The memory of it comes fierce, pulled from the depths of my mind where it’s buried deep. The dark night sky with the shining stars and fresh snow on the ground over ice that I slipped on. The warmth of his body when he caught me.

The four words that I whispered that changed everything.

I shake my head to rid myself of the memory before speaking again.

“No idea. Who knows why Jesse does anything he does? Anyway, I don’t want you to worry about me getting things done this week while I watch Emma. I have a bunch of content scheduled, and I’m going to make sure the emails are all answered when I get home at night and again in the morning. I also brought my laptop, so if there’s an emergency, I’m around.” I pin the two together as casually as I can, desperate to change the topic but also wanting to reassure him.

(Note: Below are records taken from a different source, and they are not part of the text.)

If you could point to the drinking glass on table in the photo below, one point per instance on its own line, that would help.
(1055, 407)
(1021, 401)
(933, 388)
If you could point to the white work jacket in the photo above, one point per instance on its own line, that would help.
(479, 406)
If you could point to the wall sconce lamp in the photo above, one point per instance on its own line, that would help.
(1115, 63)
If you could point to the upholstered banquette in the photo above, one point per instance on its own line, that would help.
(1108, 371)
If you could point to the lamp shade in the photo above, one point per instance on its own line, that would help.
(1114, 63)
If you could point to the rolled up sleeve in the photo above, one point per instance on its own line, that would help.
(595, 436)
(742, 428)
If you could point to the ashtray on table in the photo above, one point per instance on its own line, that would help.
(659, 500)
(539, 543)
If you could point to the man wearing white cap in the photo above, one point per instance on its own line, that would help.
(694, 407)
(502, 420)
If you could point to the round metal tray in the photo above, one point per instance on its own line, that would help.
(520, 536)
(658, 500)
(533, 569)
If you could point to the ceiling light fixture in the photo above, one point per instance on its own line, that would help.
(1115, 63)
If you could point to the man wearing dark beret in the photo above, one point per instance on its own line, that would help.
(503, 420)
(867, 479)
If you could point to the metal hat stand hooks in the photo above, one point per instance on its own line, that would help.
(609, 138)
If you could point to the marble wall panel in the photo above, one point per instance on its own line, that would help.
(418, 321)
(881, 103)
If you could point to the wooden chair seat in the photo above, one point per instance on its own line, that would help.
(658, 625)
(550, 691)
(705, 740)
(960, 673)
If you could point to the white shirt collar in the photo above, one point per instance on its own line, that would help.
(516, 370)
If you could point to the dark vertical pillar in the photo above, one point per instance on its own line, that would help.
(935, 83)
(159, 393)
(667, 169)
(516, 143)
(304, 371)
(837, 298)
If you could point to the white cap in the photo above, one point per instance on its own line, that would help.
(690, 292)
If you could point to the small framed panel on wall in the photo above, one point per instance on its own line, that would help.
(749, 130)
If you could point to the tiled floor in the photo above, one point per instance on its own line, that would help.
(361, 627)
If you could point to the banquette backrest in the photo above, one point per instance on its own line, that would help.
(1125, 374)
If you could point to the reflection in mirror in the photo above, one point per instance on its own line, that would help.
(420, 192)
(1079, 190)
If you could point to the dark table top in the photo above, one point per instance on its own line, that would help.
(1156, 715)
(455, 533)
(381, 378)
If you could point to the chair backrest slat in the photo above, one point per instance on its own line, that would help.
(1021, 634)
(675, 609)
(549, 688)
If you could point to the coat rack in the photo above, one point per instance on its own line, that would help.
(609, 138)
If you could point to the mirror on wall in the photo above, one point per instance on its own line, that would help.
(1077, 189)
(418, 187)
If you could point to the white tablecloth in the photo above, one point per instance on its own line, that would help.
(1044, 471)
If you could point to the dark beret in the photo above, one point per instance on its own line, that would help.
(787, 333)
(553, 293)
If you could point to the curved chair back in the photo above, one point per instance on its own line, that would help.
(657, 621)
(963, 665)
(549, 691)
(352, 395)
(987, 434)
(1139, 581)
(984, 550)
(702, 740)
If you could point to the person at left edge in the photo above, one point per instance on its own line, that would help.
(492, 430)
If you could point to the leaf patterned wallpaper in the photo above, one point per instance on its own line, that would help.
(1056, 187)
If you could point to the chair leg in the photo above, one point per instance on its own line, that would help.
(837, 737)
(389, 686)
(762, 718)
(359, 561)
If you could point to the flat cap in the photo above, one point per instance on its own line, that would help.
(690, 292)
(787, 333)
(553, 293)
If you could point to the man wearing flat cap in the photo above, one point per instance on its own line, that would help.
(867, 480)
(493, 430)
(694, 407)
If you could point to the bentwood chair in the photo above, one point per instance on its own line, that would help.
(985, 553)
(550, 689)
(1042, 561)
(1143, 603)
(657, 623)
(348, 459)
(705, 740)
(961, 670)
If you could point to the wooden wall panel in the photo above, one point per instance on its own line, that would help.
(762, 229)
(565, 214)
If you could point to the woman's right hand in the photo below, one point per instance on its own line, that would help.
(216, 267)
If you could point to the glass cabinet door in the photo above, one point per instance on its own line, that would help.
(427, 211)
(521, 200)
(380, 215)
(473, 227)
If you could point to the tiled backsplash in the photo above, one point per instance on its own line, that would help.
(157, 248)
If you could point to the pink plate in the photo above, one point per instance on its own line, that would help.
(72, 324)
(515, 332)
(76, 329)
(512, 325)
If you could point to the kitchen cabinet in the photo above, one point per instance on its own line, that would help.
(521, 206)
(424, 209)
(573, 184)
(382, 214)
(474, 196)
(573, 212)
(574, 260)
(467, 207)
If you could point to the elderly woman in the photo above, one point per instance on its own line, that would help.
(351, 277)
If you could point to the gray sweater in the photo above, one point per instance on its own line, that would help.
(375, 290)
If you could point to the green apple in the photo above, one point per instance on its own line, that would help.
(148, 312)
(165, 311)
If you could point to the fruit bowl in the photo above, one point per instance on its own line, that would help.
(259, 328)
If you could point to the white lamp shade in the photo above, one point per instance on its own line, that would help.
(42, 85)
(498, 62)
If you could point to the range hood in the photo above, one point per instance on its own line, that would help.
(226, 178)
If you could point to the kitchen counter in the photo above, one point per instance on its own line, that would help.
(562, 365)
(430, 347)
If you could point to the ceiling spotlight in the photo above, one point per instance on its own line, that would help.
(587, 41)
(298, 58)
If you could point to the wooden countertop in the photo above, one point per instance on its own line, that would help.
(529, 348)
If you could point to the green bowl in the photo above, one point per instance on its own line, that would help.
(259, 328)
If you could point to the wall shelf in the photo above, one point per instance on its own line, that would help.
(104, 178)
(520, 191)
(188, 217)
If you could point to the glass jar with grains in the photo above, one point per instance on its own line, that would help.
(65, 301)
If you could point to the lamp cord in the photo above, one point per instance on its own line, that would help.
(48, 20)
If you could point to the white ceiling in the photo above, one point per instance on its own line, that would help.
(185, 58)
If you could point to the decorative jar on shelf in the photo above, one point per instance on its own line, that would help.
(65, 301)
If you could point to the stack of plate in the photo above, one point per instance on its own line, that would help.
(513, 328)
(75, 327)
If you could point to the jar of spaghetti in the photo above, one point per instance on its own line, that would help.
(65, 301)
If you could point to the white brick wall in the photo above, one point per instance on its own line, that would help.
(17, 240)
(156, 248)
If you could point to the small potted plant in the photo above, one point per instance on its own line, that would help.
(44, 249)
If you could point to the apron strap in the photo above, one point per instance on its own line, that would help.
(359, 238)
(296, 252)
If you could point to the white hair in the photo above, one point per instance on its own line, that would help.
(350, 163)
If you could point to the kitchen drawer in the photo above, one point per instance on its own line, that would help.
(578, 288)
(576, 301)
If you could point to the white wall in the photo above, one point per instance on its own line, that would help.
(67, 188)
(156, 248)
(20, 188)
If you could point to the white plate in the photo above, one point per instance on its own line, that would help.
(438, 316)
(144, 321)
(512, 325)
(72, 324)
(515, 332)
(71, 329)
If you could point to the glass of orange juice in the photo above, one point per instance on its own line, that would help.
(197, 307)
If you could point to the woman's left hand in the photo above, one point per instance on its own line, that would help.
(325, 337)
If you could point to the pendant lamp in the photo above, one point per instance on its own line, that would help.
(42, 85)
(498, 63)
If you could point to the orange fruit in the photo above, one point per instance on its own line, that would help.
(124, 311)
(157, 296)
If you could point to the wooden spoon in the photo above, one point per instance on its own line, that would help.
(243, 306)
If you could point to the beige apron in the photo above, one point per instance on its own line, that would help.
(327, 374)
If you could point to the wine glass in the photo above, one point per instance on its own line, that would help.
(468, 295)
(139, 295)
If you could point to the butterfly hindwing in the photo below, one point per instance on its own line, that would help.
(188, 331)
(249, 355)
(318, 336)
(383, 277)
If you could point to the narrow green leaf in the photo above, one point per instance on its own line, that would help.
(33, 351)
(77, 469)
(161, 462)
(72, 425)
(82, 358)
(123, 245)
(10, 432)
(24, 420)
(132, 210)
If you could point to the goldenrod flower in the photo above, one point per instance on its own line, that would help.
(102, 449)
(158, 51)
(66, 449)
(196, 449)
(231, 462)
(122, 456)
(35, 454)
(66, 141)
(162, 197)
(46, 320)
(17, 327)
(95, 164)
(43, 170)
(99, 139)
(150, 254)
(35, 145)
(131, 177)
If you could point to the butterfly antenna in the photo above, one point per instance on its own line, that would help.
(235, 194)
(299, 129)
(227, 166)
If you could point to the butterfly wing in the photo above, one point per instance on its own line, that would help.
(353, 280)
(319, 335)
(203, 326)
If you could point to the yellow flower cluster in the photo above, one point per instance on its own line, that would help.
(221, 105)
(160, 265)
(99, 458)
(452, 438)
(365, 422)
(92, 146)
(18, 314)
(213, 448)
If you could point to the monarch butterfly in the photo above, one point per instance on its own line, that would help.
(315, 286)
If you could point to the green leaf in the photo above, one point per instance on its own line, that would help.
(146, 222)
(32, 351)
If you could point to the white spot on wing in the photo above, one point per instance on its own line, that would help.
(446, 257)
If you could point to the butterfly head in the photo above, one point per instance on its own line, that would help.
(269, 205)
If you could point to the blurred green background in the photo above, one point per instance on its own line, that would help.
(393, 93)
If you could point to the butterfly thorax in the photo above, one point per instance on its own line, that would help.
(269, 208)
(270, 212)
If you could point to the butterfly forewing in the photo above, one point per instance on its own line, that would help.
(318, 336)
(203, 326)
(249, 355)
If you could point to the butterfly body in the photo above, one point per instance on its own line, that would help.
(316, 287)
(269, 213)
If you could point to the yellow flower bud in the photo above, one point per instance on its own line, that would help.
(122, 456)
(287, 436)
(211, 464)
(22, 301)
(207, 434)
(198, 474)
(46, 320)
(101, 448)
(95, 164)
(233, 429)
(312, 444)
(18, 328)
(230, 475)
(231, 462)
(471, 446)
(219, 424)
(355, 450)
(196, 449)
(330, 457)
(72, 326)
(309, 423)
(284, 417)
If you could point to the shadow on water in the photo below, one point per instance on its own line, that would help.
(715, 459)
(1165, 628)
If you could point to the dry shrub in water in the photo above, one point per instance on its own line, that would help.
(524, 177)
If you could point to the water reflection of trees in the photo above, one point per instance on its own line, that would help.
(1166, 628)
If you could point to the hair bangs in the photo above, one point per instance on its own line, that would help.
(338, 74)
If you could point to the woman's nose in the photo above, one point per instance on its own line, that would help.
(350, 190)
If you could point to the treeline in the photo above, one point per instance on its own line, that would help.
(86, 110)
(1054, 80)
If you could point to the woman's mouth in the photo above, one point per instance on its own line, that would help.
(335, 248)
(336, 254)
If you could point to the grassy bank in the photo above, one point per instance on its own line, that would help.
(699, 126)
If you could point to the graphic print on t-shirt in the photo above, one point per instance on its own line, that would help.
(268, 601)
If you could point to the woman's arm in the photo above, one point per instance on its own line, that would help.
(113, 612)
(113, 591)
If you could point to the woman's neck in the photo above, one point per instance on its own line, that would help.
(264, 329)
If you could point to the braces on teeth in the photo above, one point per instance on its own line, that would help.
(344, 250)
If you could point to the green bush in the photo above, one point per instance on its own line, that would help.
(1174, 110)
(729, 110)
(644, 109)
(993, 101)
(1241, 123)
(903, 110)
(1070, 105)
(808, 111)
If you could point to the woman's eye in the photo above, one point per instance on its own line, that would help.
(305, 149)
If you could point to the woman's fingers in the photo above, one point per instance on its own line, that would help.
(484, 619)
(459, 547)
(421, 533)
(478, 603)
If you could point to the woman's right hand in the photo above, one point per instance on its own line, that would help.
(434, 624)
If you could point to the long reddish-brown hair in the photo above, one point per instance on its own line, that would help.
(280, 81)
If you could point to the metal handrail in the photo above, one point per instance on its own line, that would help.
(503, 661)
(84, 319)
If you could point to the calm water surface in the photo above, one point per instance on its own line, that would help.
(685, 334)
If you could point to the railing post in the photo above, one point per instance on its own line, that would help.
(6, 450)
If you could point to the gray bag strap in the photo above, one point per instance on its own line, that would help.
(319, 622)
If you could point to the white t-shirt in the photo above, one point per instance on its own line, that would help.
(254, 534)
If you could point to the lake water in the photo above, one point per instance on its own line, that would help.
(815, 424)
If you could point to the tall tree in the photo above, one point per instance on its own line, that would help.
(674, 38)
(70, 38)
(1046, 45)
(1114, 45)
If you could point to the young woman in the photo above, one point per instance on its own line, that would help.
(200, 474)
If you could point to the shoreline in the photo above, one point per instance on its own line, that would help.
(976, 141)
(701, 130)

I started working for the Kings right out of high school, desperate to find a few jobs to support myself since I wasn’t going to college. My older brother had graduated four years before and was already out of the house, and I knew my dad was waiting for me to be settled on my own before he could move down to Florida, where his two other brothers lived. He already gave up so much to raise Colt and me after our mom left, staying in the town he never wanted to be in so we could finish out school here, that I wanted to get out of his hair as quickly as I could. I offered to run their social media for free to help me build up a portfolio, and not only did they hire me, but they also refused to let me do it for free, becoming my first and longest-standing client.

Six months later, with the constant glowing referrals from Mrs. King to everyone in town, I had more than enough clients to move out on my own. The second I moved out and into a shitty apartment across town, my dad sold our childhood home and moved to Florida, just like I knew he would.

Madden manages the business and wholesale side of the Three Kings Christmas Tree farm, Jesse manages the maintenance and labor, and Mr. King covers everything in the middle. Because of this, I mostly report to Madden for my work with the Kings.

“Uh, I’m really not worried about it, Hal,” Madden says, confusion in his words. “You know that. I just called to fill you in and see if—” I step into Emma’s room, and the music is louder once I’m inside, working in my favor. I don’t need or want Maddena singing any more questions right now.